Money emerges naturally; it is an inevitable consequence of what Adam Smith called our "propensity to truck and barter." As a social phenomenon, money emerges because it helps people with different preferences, abilities, and beliefs cooperate. Consider Robinson Crusoe shipwrecked on an island. He just so happens to have fishing equipment and therefore is able to eke out a meager living catching fish. He covets the coconuts that he sees at the tops of the coconut trees on the other side of the island, but he isn't a good enough climber to actually reach the coconuts.
One night, there is a terrible storm. While walking about, Crusoe discovers that the storm has deposited another shipwreck victim (Friday) on the side of the island where the coconut trees are. Unlike the slow and plodding Crusoe, Friday is an expert climber who is able to get the coconuts out of the trees with ease.
Crusoe senses an opportunity. He offers to trade Friday some of the fish he has caught for some of the coconuts Friday has gathered. Friday politely declines, though, saying that he is a vegan (and showing that he is willing to stick to his principles even in these dire circumstances).
Crusoe is out of luck- for now. A week later, a plane crashes onto the island. The plane is piloted by Sawyer, and it carries a large supply of vegan peanut butter. Crusoe finds a new way to get the coconuts he wants. He trades fish to Sawyer for peanut butter, and then he trades the peanut butter to Friday for coconuts.
We have just witnessed the emergence of a monetary economy with, in this case, peanut butter serving as the monetary commodity. Peanut butter is valuable because it's tasty and nourishing, but in this case, it also takes on value as a medium of exchange. Peanut butter emerged as money in this case because it solved a problem called the problem of "the mutual coincidence of wants" (sometimes called "the double coincidence of wants"). Without something to serve as money, Crusoe and Friday would not have been able to cooperate because while Friday had what Crusoe wanted, Crusoe didn't have what Friday wanted. Since Crusoe was able to get vegan peanut butter, he was able to trade with Friday.

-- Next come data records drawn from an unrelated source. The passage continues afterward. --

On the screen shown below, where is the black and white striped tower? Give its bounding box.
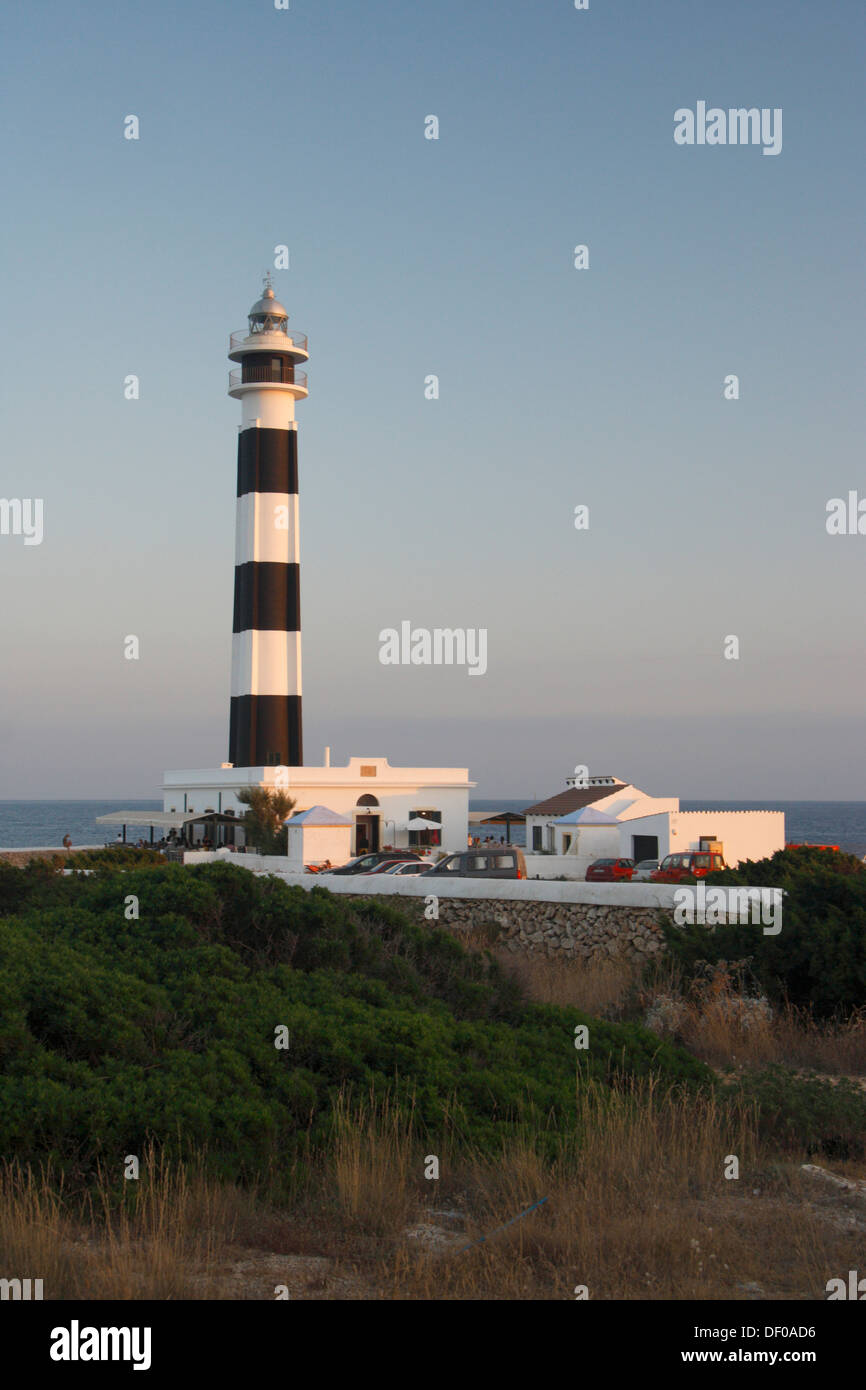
[228,277,309,767]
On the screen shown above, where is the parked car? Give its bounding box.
[424,845,527,878]
[584,859,634,883]
[649,849,727,883]
[328,849,421,873]
[631,859,659,883]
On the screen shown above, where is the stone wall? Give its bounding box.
[361,897,664,960]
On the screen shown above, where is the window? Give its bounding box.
[409,806,442,849]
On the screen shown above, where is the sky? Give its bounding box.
[0,0,866,801]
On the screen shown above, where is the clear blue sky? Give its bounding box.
[0,0,866,799]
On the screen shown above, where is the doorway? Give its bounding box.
[631,835,659,865]
[354,816,379,855]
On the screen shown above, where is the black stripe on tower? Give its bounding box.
[232,560,300,632]
[228,695,303,767]
[238,430,297,498]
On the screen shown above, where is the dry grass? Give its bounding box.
[382,1084,866,1300]
[499,952,866,1077]
[0,1081,866,1300]
[334,1093,421,1236]
[0,1152,238,1300]
[498,951,641,1019]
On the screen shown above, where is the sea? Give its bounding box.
[0,796,866,859]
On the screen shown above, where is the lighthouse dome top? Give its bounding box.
[249,281,289,334]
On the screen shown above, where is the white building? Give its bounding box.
[163,756,475,858]
[525,777,785,877]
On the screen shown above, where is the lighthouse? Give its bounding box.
[228,277,309,767]
[159,277,475,856]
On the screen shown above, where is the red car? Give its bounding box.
[585,859,634,883]
[649,849,727,883]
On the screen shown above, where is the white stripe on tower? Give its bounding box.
[229,275,307,767]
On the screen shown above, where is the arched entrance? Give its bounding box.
[354,792,379,855]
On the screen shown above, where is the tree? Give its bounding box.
[238,787,295,855]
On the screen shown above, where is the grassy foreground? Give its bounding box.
[0,860,866,1298]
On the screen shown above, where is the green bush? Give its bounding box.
[727,1066,866,1159]
[664,849,866,1017]
[0,865,710,1179]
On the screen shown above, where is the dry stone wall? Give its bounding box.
[361,897,664,960]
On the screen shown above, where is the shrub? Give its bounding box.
[0,865,710,1179]
[663,849,866,1017]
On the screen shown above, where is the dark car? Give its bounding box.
[424,845,527,878]
[585,859,634,883]
[328,849,421,873]
[649,849,727,883]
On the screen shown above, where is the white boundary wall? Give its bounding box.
[183,851,677,912]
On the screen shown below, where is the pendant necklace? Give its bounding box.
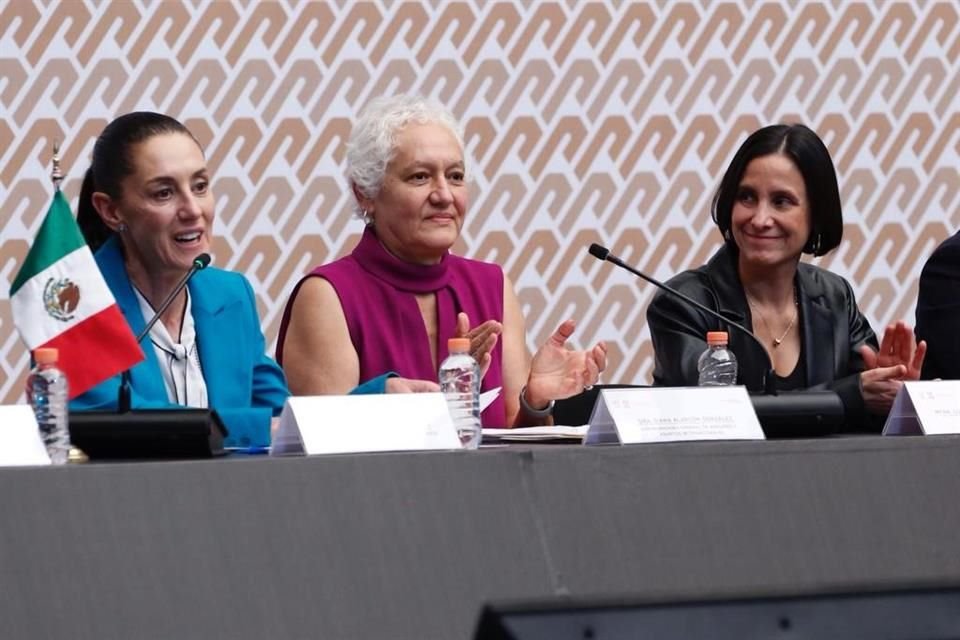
[743,289,798,349]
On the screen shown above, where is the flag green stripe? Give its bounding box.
[10,191,86,296]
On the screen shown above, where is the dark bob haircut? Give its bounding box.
[713,124,843,256]
[77,111,202,251]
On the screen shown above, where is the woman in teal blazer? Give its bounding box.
[70,112,387,447]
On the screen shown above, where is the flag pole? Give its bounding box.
[50,140,63,191]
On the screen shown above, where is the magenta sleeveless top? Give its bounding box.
[277,226,507,427]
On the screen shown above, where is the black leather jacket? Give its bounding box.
[647,245,882,431]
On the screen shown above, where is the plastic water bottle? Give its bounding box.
[27,348,70,464]
[697,331,737,387]
[440,338,483,449]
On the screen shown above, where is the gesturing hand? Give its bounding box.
[454,311,503,379]
[386,378,440,393]
[860,322,927,380]
[526,320,607,408]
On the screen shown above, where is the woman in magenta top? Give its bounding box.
[277,96,606,426]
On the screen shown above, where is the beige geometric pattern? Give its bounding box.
[0,0,960,402]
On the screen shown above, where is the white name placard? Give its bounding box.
[270,393,461,455]
[584,387,764,444]
[0,404,50,467]
[883,380,960,436]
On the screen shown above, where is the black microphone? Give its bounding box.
[590,243,777,396]
[117,253,210,413]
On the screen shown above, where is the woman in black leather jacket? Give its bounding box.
[647,124,926,428]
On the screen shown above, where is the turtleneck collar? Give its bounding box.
[352,225,450,293]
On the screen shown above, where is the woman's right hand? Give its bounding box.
[860,364,907,416]
[454,311,503,379]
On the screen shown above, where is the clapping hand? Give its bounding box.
[860,321,927,380]
[860,322,927,415]
[455,311,503,379]
[526,320,607,408]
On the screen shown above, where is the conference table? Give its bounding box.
[0,436,960,639]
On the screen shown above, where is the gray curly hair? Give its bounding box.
[346,95,464,219]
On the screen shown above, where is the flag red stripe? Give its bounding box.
[40,304,143,400]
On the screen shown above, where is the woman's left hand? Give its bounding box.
[526,320,607,408]
[860,321,927,380]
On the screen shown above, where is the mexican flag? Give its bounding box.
[10,191,143,399]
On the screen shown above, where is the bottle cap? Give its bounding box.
[33,347,60,364]
[447,338,470,353]
[707,331,727,344]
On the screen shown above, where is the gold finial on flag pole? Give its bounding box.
[50,140,63,191]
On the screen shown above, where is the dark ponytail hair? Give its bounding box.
[77,111,200,251]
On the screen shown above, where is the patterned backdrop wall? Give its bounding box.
[0,0,960,402]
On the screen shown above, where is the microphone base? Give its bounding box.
[69,409,227,460]
[750,391,846,440]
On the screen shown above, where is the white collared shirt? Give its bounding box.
[133,287,208,409]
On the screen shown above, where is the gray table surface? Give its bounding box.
[0,436,960,638]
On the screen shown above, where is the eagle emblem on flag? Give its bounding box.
[43,278,80,322]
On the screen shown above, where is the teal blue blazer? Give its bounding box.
[70,236,396,447]
[70,237,290,447]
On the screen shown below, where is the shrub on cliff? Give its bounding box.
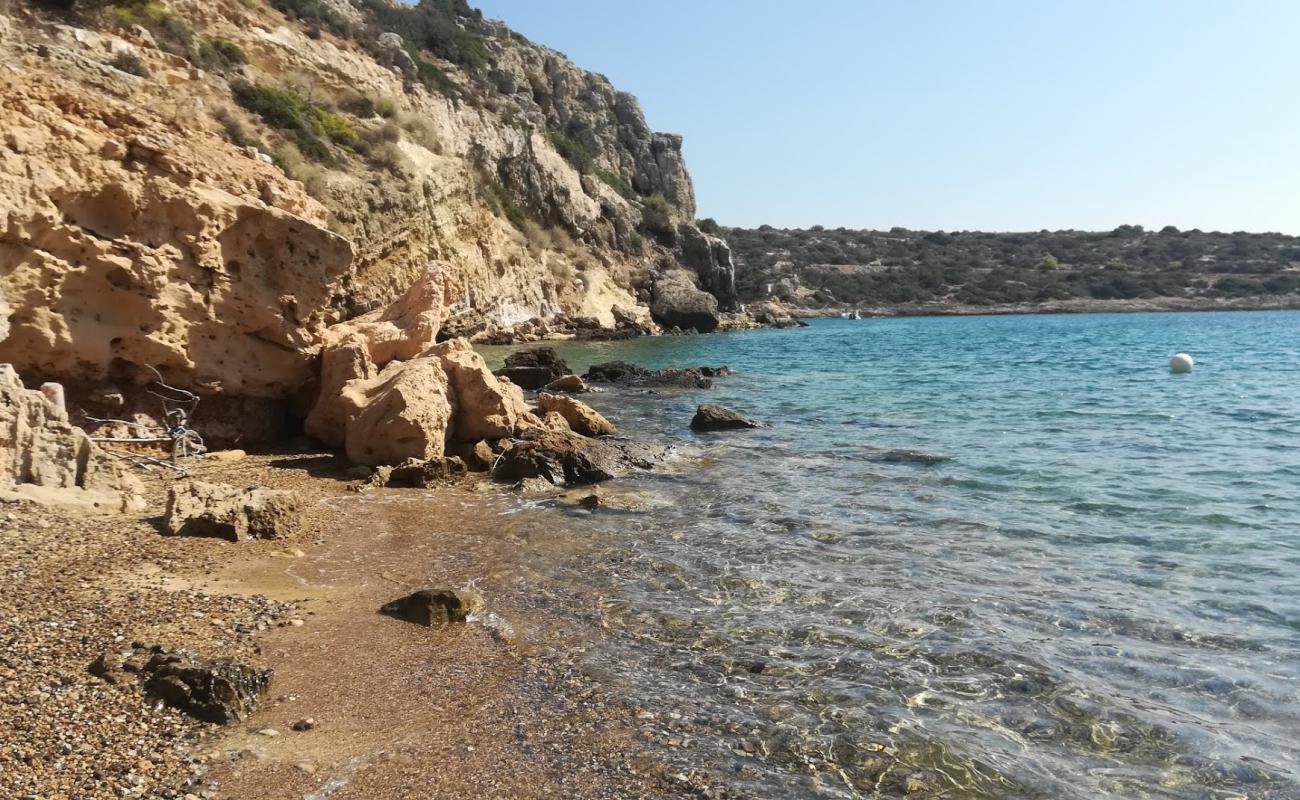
[230,81,360,161]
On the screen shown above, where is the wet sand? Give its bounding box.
[0,454,710,799]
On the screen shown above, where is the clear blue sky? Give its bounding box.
[471,0,1300,234]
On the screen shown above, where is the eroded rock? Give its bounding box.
[537,393,619,436]
[491,431,670,485]
[0,364,143,513]
[380,589,482,627]
[650,269,722,333]
[164,480,302,541]
[584,362,731,389]
[90,645,273,725]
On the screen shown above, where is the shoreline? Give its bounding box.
[790,295,1300,319]
[0,450,701,799]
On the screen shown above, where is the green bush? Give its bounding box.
[109,52,150,78]
[546,130,595,173]
[194,36,248,72]
[593,167,640,200]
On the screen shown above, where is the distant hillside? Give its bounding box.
[722,220,1300,308]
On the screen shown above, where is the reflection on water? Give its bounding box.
[489,312,1300,797]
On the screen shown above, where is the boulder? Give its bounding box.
[542,375,592,394]
[491,432,670,485]
[0,364,143,513]
[164,480,302,541]
[303,337,377,447]
[371,455,468,489]
[542,411,573,433]
[537,393,619,436]
[497,347,568,392]
[650,269,722,333]
[380,589,482,627]
[90,644,273,725]
[426,340,541,441]
[342,356,454,467]
[324,261,459,367]
[690,403,763,432]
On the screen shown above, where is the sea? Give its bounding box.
[484,312,1300,799]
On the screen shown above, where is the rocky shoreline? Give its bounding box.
[0,343,759,797]
[789,295,1300,319]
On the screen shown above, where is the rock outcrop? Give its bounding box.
[0,0,754,450]
[491,432,670,487]
[90,644,273,725]
[537,393,619,436]
[690,403,763,432]
[650,269,722,333]
[585,362,731,389]
[677,225,740,311]
[0,364,142,513]
[163,480,302,541]
[380,589,482,628]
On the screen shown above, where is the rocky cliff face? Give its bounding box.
[0,0,735,413]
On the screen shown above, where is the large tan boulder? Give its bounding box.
[428,340,541,442]
[303,336,378,447]
[325,261,458,367]
[0,364,140,513]
[164,480,302,541]
[342,358,458,467]
[537,392,619,436]
[0,78,352,399]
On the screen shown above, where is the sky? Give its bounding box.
[471,0,1300,234]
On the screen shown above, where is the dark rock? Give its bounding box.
[690,403,763,431]
[582,362,731,389]
[677,222,740,311]
[506,351,566,382]
[867,450,952,467]
[650,269,722,333]
[491,431,670,485]
[90,645,273,725]
[493,367,555,392]
[371,455,468,489]
[380,589,478,627]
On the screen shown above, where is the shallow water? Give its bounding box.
[488,312,1300,797]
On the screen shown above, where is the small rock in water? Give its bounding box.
[380,589,481,627]
[690,403,763,431]
[867,450,952,467]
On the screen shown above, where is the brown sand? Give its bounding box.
[0,454,707,799]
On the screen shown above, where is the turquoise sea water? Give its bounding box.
[489,312,1300,797]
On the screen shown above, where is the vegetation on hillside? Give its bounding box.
[722,220,1300,306]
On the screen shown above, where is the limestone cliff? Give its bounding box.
[0,0,735,413]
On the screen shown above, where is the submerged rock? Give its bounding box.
[537,394,619,436]
[690,403,763,432]
[497,347,569,392]
[542,375,592,394]
[867,450,953,467]
[380,589,481,627]
[90,645,273,725]
[584,362,731,389]
[371,455,469,489]
[164,480,300,541]
[491,432,670,485]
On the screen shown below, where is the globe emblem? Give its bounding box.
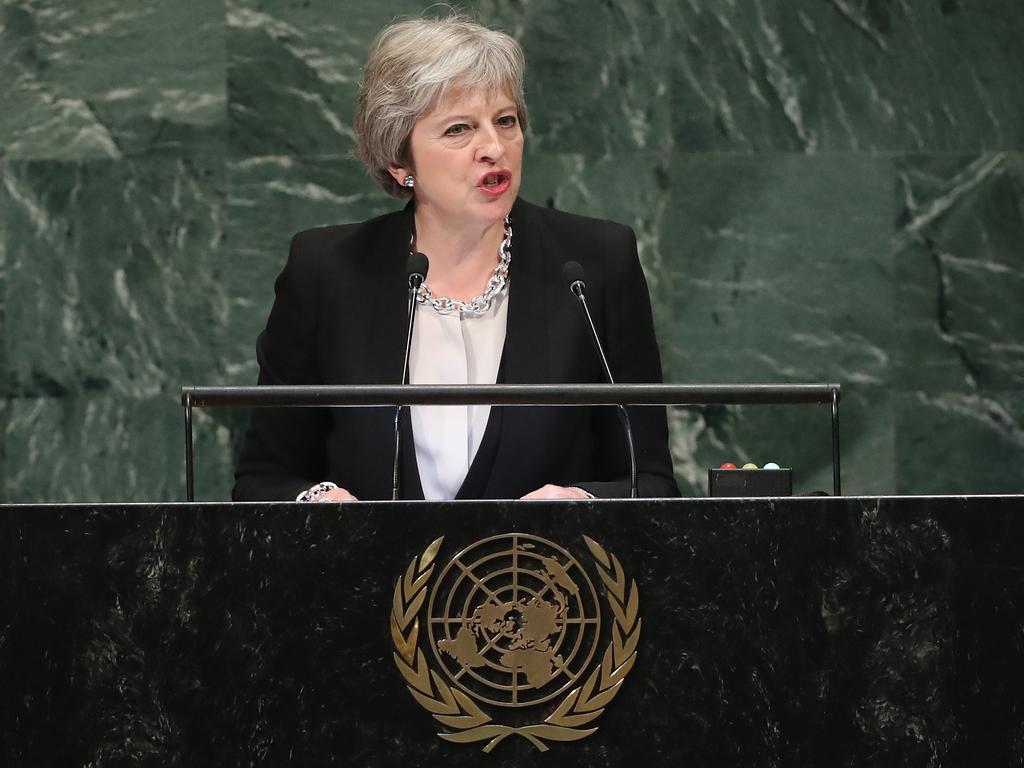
[427,534,600,707]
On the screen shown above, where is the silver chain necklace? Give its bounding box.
[416,216,512,316]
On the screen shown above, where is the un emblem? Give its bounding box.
[391,534,641,752]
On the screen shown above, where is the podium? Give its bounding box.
[0,497,1024,766]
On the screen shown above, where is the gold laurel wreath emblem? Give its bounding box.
[391,536,642,753]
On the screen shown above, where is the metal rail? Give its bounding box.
[181,384,842,502]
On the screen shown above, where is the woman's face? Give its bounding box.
[392,92,522,226]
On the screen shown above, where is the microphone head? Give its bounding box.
[406,251,430,288]
[562,261,587,296]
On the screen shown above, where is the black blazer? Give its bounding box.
[232,200,679,501]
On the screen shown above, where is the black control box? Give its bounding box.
[708,468,793,498]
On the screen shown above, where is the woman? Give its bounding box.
[233,16,678,501]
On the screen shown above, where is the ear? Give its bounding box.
[387,163,412,186]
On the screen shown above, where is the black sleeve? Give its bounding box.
[575,226,679,498]
[231,232,328,502]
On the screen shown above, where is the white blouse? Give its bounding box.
[409,284,510,501]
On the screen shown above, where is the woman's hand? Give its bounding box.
[316,488,359,504]
[522,484,594,502]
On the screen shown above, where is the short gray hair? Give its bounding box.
[353,15,526,198]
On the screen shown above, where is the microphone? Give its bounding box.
[391,256,430,501]
[562,261,637,499]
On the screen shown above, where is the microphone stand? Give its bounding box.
[391,252,427,502]
[569,279,637,499]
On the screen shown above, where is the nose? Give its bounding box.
[476,123,505,163]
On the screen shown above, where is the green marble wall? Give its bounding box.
[0,0,1024,502]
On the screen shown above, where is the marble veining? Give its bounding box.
[0,0,1024,501]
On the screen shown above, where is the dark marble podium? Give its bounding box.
[0,497,1024,766]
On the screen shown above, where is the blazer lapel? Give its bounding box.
[502,201,552,384]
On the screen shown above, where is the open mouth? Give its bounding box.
[480,171,512,189]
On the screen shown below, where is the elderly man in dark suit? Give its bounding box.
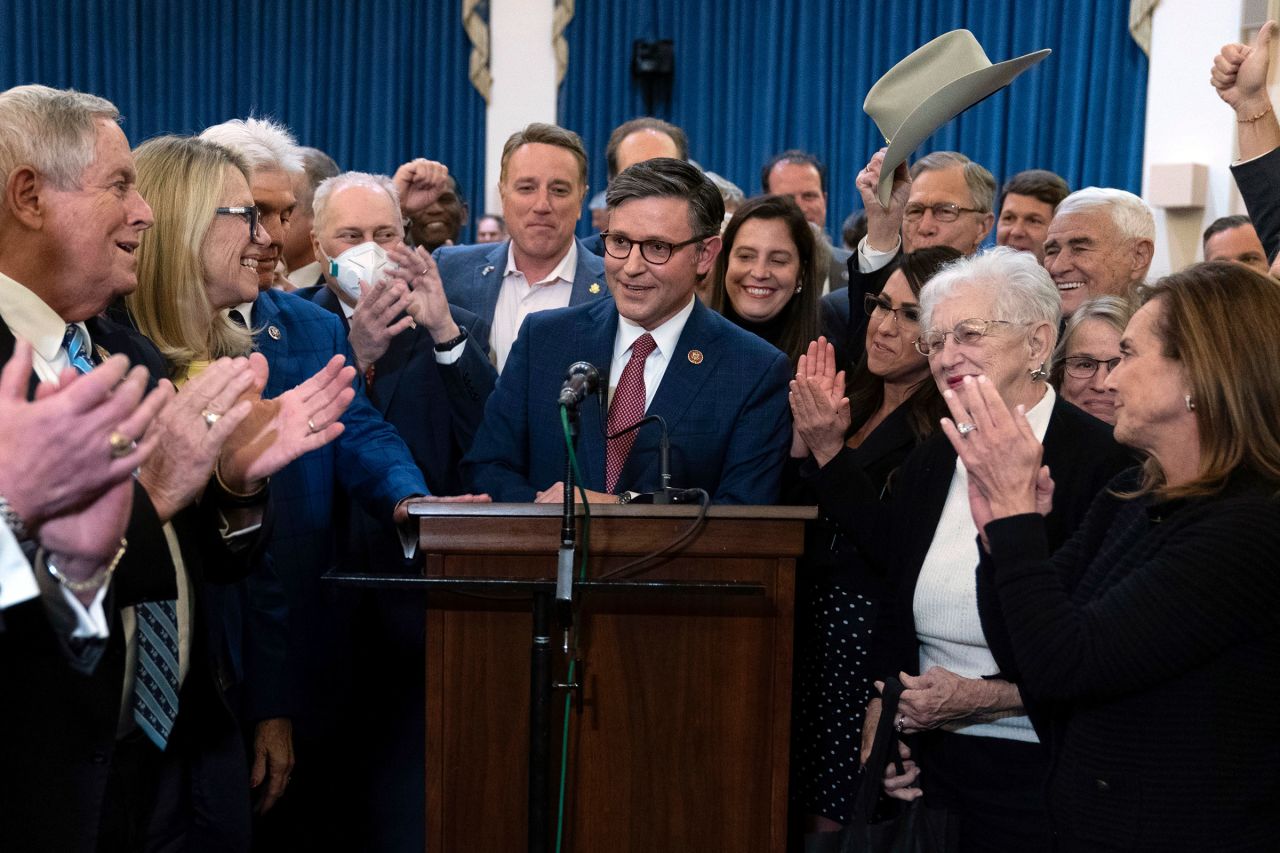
[0,86,314,850]
[465,158,791,503]
[298,168,497,850]
[435,123,608,373]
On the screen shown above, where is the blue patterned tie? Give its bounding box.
[63,323,93,373]
[63,325,178,751]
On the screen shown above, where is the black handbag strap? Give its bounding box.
[850,678,902,825]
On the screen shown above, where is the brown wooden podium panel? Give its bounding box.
[413,505,813,853]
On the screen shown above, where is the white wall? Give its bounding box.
[1141,0,1244,278]
[472,0,556,214]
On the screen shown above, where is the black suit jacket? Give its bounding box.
[819,397,1133,712]
[0,318,251,850]
[1231,149,1280,261]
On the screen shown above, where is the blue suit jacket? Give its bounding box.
[248,291,428,734]
[463,300,791,503]
[433,237,609,328]
[294,284,498,494]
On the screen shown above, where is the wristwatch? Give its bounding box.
[435,325,467,352]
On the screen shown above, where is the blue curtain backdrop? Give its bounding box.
[559,0,1147,240]
[0,0,485,237]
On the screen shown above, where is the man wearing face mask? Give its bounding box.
[298,172,497,494]
[297,172,497,850]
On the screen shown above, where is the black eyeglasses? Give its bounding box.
[902,201,987,222]
[863,293,920,325]
[600,231,716,264]
[1062,356,1120,379]
[915,318,1027,356]
[214,205,257,242]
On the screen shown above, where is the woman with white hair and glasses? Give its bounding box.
[808,248,1130,850]
[952,263,1280,853]
[1050,296,1133,424]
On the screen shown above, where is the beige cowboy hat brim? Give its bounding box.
[863,47,1052,207]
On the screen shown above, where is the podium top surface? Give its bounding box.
[407,498,818,521]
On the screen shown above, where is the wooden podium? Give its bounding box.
[410,503,814,853]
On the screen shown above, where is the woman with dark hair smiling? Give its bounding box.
[708,196,823,366]
[791,246,960,831]
[943,263,1280,852]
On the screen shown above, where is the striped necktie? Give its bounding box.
[63,324,178,751]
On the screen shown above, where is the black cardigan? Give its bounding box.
[818,397,1133,696]
[978,473,1280,850]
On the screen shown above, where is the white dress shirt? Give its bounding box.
[489,240,577,373]
[609,296,698,411]
[913,384,1057,743]
[0,273,108,638]
[858,237,902,273]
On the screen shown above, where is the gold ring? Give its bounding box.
[106,430,138,459]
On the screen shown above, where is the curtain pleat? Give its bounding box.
[559,0,1147,236]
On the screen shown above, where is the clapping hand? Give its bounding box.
[218,352,356,494]
[387,246,461,343]
[790,337,850,467]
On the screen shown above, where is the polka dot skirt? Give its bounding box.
[791,580,877,824]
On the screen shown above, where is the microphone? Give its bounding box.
[604,412,699,503]
[559,361,600,407]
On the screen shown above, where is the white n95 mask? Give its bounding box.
[329,241,396,302]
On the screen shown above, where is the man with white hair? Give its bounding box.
[298,172,498,850]
[201,118,429,848]
[298,172,497,494]
[1044,187,1156,318]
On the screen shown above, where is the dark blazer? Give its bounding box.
[248,291,428,735]
[433,237,609,328]
[978,469,1280,853]
[818,397,1133,696]
[0,318,256,850]
[294,284,498,494]
[1231,149,1280,261]
[463,300,791,503]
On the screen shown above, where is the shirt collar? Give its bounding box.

Foodstuffs don't make good monetary commodities because they eventually go bad, they might be hard to transport, and they might not be homogeneous. Over time, metals like gold and silver emerged as monetary commodities because they were durable, homogeneous, and divisible; they were also in high demand and limited supply for other uses (like ornamentation). Hence, gold and silver tended to emerge as money.
Eventually, commodity money (gold and silver) was replaced in circulation by money substitutes, which were bank certificates that could be redeemed for gold and silver. Even further along, competitive issue of banknotes backed by gold and silver was replaced by government monopolies on note issue and, eventually, a decoupling of commodities and media of exchange altogether. We will explore these phenomena and their implications and challenges in greater detail in the next article.
This article is also based on textbook discussions of money as well as conversations in my Principles of Macroeconomics class at Samford University's Brock School of Business.